Na última quinta-feira (1), a Academia Nacional de Medicina realizou sua primeira Sessão Ordinária do ano de 2018. O Presidente da ANM, Acadêmico Jorge Alberto Costa e Silva, abriu os trabalhos da Sessão convidando os confrades Acadêmicos Adolpho Hoirisch e Antonio Egidio Nardi, co-organizadores do evento, para tomarem assento à mesa junto ao ex-Presidente Pietro Novellino. A Sessão contou com palestras sobre estimulação magnética transcraniana e neuromodulação no tratamento de transtornos como depressão, ansiedade e bipolaridade.
A Neuromodulação é um tratamento médico que consiste na aplicação de um campo eletromagnético visando modificar e modular o Sistema Nervoso Central ou Periférico, inibindo ou estimulando os neurotransmissores responsáveis por determinada função ou comportamento.

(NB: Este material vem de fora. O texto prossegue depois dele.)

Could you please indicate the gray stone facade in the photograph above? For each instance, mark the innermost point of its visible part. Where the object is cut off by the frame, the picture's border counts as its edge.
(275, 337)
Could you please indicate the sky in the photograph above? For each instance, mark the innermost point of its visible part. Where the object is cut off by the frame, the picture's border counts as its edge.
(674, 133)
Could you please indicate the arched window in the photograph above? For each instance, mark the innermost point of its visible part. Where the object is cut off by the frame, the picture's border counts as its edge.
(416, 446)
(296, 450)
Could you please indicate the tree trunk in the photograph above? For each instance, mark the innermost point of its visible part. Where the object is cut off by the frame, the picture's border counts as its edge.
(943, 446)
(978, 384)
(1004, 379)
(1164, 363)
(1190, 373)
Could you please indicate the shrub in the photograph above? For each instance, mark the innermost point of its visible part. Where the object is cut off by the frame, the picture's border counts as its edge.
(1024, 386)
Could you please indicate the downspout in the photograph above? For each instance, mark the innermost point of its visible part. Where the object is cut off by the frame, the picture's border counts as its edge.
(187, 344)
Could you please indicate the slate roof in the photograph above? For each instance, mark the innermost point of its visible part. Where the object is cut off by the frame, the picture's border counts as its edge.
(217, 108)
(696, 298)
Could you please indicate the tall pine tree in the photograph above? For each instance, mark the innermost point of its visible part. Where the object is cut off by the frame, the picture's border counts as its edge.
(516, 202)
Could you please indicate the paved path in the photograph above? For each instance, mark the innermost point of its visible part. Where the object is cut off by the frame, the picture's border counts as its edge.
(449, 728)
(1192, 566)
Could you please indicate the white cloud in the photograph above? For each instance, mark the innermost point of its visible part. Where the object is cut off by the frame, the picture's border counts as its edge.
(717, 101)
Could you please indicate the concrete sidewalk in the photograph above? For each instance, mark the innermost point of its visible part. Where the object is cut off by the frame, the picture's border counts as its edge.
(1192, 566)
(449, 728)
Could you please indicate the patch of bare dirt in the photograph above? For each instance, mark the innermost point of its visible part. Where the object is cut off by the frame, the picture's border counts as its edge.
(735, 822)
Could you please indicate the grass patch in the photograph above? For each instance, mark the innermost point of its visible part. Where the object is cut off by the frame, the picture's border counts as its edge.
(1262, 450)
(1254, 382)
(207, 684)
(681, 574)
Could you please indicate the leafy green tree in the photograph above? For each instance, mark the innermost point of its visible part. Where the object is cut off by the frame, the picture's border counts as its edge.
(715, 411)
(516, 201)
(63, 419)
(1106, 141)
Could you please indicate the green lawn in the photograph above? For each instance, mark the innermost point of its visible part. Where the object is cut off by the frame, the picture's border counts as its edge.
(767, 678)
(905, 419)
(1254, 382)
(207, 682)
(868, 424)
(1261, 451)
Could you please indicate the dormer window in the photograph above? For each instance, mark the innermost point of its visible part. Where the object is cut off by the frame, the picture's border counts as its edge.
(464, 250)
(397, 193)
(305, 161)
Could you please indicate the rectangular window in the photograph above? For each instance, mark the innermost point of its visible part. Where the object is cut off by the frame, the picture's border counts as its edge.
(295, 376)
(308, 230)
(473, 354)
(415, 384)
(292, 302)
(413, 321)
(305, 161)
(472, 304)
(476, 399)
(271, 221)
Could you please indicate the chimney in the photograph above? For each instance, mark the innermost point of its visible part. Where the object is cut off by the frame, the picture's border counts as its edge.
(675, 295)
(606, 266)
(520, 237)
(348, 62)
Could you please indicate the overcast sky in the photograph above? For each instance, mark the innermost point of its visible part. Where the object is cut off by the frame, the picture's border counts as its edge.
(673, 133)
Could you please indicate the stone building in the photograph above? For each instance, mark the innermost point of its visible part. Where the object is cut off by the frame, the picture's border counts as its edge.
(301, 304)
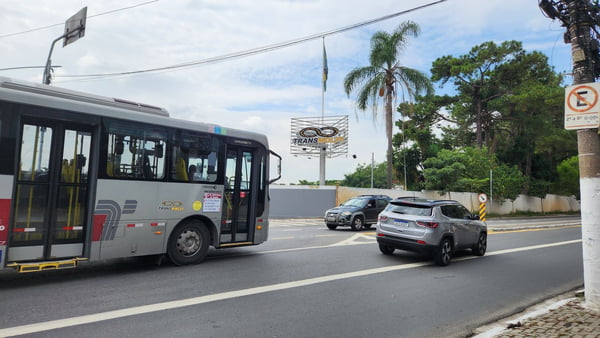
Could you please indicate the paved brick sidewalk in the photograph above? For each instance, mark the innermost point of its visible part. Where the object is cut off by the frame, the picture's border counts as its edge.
(568, 320)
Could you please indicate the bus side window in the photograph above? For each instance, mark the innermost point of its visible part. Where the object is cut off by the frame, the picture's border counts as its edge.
(198, 151)
(135, 153)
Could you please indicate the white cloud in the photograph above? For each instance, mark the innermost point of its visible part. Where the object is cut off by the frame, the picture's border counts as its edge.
(260, 92)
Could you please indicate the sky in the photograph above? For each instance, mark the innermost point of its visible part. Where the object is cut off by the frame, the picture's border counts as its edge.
(264, 91)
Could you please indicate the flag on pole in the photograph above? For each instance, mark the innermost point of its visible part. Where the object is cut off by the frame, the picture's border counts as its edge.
(325, 69)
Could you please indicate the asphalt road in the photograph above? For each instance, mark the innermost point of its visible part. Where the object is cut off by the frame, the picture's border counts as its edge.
(306, 281)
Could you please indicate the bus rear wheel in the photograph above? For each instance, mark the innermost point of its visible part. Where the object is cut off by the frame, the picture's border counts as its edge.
(188, 243)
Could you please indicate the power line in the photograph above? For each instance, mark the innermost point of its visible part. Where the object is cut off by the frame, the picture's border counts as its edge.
(91, 16)
(253, 51)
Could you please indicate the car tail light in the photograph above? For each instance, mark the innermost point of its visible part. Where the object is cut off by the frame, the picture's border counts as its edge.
(431, 225)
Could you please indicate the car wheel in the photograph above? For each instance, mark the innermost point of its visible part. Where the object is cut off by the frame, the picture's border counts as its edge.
(357, 223)
(443, 253)
(481, 245)
(188, 243)
(386, 249)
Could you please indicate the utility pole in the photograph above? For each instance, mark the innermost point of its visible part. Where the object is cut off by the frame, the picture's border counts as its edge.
(580, 17)
(588, 147)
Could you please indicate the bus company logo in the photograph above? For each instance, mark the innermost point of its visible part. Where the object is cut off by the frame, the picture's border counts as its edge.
(171, 206)
(315, 135)
(314, 131)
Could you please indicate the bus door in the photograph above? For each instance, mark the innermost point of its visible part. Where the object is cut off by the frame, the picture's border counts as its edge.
(51, 191)
(240, 197)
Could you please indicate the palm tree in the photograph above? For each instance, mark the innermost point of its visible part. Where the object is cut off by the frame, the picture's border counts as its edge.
(385, 77)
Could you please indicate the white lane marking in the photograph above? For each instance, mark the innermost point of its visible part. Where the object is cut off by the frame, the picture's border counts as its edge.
(137, 310)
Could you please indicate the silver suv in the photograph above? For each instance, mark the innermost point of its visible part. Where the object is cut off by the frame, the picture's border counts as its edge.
(435, 227)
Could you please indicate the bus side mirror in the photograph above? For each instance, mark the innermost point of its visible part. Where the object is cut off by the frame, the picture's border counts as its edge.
(80, 161)
(158, 151)
(119, 148)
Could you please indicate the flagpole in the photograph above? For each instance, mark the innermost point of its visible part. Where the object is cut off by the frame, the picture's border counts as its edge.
(322, 150)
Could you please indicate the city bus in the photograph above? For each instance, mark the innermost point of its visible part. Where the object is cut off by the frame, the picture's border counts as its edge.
(87, 178)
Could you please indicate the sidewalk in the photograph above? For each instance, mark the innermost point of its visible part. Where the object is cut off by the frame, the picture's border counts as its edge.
(557, 317)
(563, 316)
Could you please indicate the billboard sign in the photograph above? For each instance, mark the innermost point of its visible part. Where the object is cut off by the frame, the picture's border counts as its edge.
(310, 135)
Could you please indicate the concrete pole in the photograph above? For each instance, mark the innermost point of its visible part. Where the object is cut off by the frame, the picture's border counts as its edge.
(589, 156)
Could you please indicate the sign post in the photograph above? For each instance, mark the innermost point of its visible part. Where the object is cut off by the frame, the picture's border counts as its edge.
(582, 106)
(482, 201)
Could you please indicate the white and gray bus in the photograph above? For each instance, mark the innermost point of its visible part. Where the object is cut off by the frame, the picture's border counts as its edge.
(84, 177)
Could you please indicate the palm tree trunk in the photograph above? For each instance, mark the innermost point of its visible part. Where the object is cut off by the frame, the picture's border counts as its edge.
(389, 124)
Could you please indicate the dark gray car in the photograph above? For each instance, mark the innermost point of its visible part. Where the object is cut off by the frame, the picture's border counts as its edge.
(358, 212)
(435, 227)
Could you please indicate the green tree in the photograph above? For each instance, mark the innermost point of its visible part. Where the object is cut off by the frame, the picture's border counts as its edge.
(386, 78)
(568, 177)
(468, 170)
(513, 100)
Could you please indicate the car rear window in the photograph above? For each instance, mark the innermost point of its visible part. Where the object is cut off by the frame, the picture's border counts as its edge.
(410, 209)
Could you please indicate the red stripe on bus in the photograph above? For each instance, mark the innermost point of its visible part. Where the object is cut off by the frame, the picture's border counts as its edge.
(97, 227)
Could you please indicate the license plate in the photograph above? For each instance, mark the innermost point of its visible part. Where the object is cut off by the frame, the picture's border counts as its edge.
(401, 223)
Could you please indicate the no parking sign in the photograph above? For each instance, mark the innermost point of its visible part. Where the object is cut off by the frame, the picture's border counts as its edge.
(582, 108)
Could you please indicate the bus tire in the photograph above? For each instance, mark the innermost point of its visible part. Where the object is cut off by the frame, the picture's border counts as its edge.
(188, 243)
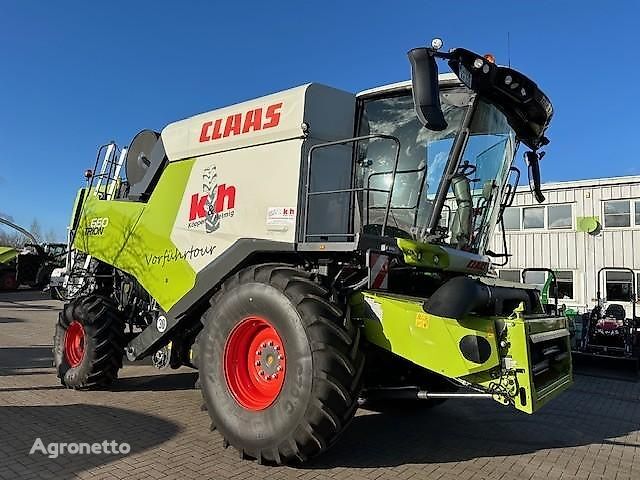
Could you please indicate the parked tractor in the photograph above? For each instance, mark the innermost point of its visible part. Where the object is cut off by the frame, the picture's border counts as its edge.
(292, 249)
(31, 264)
(610, 329)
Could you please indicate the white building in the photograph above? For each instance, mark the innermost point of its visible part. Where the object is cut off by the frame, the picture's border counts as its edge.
(581, 227)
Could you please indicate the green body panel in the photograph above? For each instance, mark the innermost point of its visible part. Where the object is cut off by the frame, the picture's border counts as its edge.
(424, 255)
(137, 237)
(427, 340)
(400, 325)
(7, 254)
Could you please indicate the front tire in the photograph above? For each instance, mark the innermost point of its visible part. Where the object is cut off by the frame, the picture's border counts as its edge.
(280, 365)
(88, 346)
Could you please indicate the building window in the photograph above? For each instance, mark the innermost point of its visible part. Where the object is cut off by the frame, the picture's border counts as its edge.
(618, 286)
(509, 275)
(617, 213)
(559, 216)
(511, 218)
(533, 217)
(565, 285)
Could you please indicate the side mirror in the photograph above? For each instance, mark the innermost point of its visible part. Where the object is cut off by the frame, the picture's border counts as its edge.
(426, 91)
(533, 161)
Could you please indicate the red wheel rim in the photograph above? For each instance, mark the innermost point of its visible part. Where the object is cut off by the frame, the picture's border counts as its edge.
(74, 344)
(254, 363)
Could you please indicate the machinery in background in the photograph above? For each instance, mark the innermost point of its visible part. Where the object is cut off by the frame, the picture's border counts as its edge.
(612, 328)
(30, 265)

A Professora do Instituto de Psiquiatria da UFRJ, Tathiana Baczynski, abordou a utilização do método em tratamento de transtornos de ansiedade, pânico e estresse pós-traumático. Segundo a psiquiatra, a Estimulação Magnética Transcraniana (EMT) é a técnica indicada para este tipo de patologia. Esta técnica não-invasiva gera um campo magnético através de uma corrente repetitiva que equilibra determinada região do cérebro, delimitada previamente pelo médico.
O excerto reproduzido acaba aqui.